Pus apenas alevantó el compadre y lo revivió como pudo, él le contó que se le había aparecido el mandinga (diablo) como a cargárselo y que si nu ha sío por el escapulario que con una mano le mostró y por un tiro que I’ hizo, a estas horas ya ‘taría en la compañía del diablo en los mesmos injiernos.

Y en después dirán que el diablo no se presenta…

 

Código: CLTC 591N

Año de recolección: 1980

Departamento: Cundinamarca

Municipio: Fómeque

Tipo de obra narrativa: Cuento

Informante:  Santos Rodríguez

Edad informante:

Recolector: Marina García

Fuente: Libro

Título de la publicación: Cuento popular andino

Año de publicación: 1985

 

 

Negocio con el diablo

Una vez un campesino tenía su buena sementera en el monte, pero los micos se la comenzaron a comer y había peligro que se la destruyeran por completo. Entonces hizo un negocio con el diablo para que él se la defendiera y no hubiera daño. El diablo le puso por condición que tenía que entregarle el alma.

Y pararon los daños. Cuando la sementera estaba casi para coger, el campesino, todo asustado, no podía ni comer ni dormir porque tenía que entregarle el alma al diablo apenas la sementera se cosechara. No hallaba qué hacer y tuvo que contarle lo que le pasaba a su mujer. Y ella encontró el remedio:

—Cuanto antes, a confesarse con el señor cura.

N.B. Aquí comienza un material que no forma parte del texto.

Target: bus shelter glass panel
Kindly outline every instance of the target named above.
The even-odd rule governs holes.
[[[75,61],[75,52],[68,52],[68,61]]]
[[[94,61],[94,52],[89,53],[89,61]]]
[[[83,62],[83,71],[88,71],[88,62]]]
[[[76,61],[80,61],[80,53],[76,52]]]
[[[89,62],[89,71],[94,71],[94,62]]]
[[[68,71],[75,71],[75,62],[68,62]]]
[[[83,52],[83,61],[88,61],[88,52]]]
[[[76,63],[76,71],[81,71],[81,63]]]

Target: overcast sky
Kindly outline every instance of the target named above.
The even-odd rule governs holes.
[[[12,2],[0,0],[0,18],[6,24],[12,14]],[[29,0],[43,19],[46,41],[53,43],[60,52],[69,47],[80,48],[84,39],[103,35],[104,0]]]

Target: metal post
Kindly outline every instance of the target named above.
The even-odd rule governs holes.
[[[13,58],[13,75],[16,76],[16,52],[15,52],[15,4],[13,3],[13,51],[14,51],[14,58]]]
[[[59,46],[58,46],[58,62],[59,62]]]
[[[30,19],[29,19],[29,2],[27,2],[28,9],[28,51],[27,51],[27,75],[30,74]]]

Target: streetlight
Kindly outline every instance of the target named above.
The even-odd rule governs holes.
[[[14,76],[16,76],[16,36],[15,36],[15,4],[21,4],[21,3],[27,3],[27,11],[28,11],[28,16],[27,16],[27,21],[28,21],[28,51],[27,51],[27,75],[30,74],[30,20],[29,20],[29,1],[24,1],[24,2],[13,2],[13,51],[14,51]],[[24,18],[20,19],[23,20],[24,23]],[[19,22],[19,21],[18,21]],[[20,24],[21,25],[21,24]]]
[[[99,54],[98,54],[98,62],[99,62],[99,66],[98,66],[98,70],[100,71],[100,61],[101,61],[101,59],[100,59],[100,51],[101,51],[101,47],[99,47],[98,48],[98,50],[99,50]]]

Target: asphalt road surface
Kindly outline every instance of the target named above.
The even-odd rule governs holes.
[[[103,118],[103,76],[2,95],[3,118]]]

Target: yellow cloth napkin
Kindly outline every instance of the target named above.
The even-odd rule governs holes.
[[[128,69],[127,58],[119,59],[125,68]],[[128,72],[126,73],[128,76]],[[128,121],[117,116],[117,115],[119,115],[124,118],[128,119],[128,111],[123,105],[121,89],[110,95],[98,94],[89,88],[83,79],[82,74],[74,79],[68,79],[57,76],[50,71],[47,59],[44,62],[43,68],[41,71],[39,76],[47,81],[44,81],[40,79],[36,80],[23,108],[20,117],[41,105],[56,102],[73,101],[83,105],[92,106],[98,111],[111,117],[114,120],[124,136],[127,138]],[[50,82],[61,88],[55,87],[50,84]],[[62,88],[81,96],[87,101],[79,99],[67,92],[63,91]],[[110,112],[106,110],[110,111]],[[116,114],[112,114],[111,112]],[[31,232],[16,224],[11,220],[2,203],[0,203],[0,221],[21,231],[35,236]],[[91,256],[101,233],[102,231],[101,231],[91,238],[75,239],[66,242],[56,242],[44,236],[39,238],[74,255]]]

Y así lo hizo. Al señor cura se lo contó todo y él le aconsejó:

—Bueno, usted se puede librar del demonio en la siguiente forma: llévese los cintos sagrados, la estola, el roquete y el alba, que su señora se vista con ellos, se vaya en cuatro patas y se meta entre la sementera y tumbe las matas de cultivo que más pueda.

Así lo hizo la señora. El diablo al ver ese animal tan raro, vestido con los cintos sagrados, no pudo intervenir, perdió la apuesta porque la mujer destruyó lo que pudo y el marido no tuvo que entregarle el alma al demonio.

 

Código: CLTC 592N

Año de recolección: 1980

Departamento: Cundinamarca

Municipio: Fómeque

Tipo de obra narrativa: Cuento

Informante:  Waldo Forero

Edad informante:

Recolector: José Antonio León Rey

Fuente: Libro

Título de la publicación: Cuento popular andino

Año de publicación: 1985

 

 

El tonto

Un padre tuvo tres hijos. El primero murió, el segundo fue un tonto y el tercero un genio que pronto abrazó la carrera sacerdotal y progresó tanto que muy luego recibió el título de arzobispo y finalmente el de papa.

Murieron los padres y habiendo quedado solo el tonto se fue a vivir con el romano pontífice.

Un día se supo en Roma que el rey de España casaba a su hija con quien sostuviera por su cuenta los gastos del reino durante un año. Entonces el papa le dio al tonto una mochila con una virtud, pues no era sino decirle: “Mochilita, mochilita, por la virtud que Dios te dio, dame plata”, para que al punto quedara llena de monedas.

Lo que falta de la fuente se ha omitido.